“Valentim é produto vital desse ser mestiço que nos tornamos, e, talvez, seja o artista que fez melhor e mais intensamente a síntese sincrética em todas as Américas afetadas por uma colonização brutal que ainda atormenta a consciência no século XXI. Sua contribuição estética ousada e intrépida, não só pela obsessão pelo fazer ou pelo querer legar o testemunho de uma simbologia original transcrita da força espiritual afro-brasileira, mas também pela herança nativa indígena, pelo entrecruzamento de símbolos e sons primordiais e ancestrais que compuseram civilizações milenares na feitura da geometria do sagrado. Valentim quis recriar de forma libertária e corajosa ao traduzir esta poética do sagrado em quase 2.000 obras entre pinturas, relevos, esculturas e objetos, desenhos e sua obra gráfica que o fizeram um dos artistas fundadores do imaginário visual do Brasil.

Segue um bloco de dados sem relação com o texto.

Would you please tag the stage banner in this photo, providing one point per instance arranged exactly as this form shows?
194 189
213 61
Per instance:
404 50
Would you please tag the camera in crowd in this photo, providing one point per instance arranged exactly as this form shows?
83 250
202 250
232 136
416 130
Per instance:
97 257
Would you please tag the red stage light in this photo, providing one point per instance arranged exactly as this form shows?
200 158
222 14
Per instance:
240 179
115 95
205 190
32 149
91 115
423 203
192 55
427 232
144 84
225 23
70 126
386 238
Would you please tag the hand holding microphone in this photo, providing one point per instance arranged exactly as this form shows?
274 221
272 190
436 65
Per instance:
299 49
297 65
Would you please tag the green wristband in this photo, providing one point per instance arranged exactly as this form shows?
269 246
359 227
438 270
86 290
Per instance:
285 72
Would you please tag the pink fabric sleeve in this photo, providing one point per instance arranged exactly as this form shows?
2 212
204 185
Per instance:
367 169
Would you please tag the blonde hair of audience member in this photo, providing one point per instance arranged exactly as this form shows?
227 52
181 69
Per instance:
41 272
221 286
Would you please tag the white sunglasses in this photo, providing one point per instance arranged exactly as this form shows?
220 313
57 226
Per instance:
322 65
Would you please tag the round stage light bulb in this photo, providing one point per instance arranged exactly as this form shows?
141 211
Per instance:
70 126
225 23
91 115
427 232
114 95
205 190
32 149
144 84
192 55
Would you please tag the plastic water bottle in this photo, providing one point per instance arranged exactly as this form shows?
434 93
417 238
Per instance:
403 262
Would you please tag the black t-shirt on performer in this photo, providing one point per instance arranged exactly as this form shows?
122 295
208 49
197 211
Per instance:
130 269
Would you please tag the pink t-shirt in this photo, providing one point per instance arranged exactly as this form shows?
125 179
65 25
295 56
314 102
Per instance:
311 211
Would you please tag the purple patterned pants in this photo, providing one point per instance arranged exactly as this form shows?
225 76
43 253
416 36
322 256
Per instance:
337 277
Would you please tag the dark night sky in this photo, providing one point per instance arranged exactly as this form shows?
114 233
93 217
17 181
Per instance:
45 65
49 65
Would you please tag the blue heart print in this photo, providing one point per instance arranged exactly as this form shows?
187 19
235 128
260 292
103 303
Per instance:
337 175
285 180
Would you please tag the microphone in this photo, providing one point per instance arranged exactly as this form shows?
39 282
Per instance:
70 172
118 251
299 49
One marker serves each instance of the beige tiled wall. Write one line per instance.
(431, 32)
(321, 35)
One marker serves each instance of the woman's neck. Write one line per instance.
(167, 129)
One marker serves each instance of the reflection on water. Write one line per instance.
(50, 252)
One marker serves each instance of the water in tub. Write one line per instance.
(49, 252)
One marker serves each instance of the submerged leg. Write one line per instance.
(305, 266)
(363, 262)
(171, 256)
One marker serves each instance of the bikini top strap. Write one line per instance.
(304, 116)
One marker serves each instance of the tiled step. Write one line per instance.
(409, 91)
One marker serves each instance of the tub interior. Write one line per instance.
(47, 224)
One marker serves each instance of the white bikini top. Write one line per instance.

[…] Sua obra encanta e canta epifanias aos orixás de um novo mundo a contribuir para um projeto utópico e poético. Sonho ainda a ser realizado. Sua gramática poética e mítica se desdobra ou se encaixa peça por peça, cor contra cor ou a favor de outra, no contraponto de totens e do tabu que desafiou ao tocar nas coisas dos terreiros do povo negro miscigenado e que muitos brasileiros não acolhem. E, como se sons de tambores ressoassem em seus objetos emblemáticos, dança-se em um infinito ritual de formas uma corajosa música polifônica que acolhe uma estrutura coral cantado as epifanias de poder e fé. Valentim é a mais plena e original realização, não só do “projeto construtivo brasileiro”, mas de um estético e espiritual desenvolvido com afinco entre as décadas de 1950 e 1980 que definiu uma contribuição preciosa das Américas à arte do mundo.”
Bené Fonteles, “Sagrada Geometria”, Edições Pinakotheke, 2022.